Soğuk Savaş sırasında, büyük güçler Antarktika Antlaşması’nı imzalayarak kıtadaki toprak iddialarını bir kenara bıraksa da bu düzenleme artık çözülmeye başlıyor. ABD’nin açık isteğine karşılık Çin ve Rusya da Antarktika’daki çıkarlarını ulusal güvenlik stratejilerine dahil ettiler. Büyük güçlerin bu yönelimine karşı Arjantin ve Şili de toprak iddialarını dillendirerek yanıt verdi. İsrail’in Filistin ve de Suriye’deki gaspları toprak işgallerinin en çarpıcı olanı. İsrail’in yayılmacılığı Güney Lübnan’a da sirayet edebilir. Orta ve Batı Afrika’daki toprak anlaşmazlıkları, çok uluslu şirketlerin büyük ölçekli arazi edinme girişimleri hepsi bu alandaki emellerin açı bir dışa vurumu. Ruanda destekli M23 hareketinin mineral zengini Kongo Demokratik Cumhuriyeti’nin doğusundaki “işgali”nde Ruanda’nın bu ülkedeki değerli minerallere yönelik hamlesinin etkisi var.

Özetle kaynaklar eridikçe, kapitalizmin kriz dinamikleri derinleştikçe emperyalist saldırganlık kendisini daha şiddetli şekillerde gösterecektir. Rekabet, büyük güçlerin yeni topraklar edinme çabalarını körükleyecektir. Grönland’da, Orta Afrika’da, Kuzey Amerika’da, Hint-Pasifik’te yeni toprak çatışmaları an meselesi.

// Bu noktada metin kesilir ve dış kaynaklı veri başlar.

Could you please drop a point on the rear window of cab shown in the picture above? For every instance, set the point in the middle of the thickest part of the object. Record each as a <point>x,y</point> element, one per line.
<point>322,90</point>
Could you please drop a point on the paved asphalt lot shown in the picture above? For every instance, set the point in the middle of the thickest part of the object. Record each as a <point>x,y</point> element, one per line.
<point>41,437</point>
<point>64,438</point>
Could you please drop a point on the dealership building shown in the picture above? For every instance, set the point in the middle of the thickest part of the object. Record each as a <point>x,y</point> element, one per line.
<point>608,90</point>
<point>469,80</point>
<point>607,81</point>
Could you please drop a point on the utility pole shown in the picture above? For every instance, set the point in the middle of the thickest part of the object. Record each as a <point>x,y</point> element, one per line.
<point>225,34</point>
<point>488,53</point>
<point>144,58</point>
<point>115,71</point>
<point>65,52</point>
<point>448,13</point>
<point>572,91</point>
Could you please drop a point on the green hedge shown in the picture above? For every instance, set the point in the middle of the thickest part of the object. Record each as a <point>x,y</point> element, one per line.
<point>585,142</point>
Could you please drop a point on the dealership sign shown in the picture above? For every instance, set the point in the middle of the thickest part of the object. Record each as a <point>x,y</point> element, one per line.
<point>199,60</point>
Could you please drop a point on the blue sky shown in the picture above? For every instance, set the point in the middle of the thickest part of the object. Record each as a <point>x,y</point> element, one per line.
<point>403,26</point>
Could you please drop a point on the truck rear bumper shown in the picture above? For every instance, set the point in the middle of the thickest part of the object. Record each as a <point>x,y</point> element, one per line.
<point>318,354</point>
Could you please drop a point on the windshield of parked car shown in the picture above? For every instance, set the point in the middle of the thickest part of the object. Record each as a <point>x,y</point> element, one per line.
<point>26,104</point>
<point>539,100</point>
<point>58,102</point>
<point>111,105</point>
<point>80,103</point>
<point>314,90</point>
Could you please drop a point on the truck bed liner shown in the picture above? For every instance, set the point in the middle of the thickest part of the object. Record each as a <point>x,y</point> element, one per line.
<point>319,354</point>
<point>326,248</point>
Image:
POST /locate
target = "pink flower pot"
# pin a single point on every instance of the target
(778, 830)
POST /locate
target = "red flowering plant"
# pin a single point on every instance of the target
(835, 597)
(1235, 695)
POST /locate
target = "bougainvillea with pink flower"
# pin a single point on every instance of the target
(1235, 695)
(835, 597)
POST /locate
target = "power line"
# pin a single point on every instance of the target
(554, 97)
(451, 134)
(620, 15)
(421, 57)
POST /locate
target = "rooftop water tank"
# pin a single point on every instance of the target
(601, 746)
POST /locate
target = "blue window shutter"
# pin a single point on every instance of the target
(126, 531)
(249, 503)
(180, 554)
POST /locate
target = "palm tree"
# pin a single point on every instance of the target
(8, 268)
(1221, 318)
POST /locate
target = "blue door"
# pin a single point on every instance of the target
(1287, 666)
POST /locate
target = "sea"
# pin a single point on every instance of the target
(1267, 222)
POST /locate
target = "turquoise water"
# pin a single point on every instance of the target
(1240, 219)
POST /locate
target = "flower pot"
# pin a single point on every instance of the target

Büyük güç rekabeti kızıştıkça üçüncü dünya savaşı söylemlerinin bu kadar yoğunlaşması tesadüf değil. “Kurallara dayalı uluslararası düzen”in yok edildiği 21’inci yüzyılın bu evresinde kendilerine yeni topraklar arayan emperyalist merkezler, onu elde etmek için güç kullanmaktan çekinmeyebilirler. Paylaşım rekabeti şiddetlenirken toprak yarışı daha yeni başlıyor.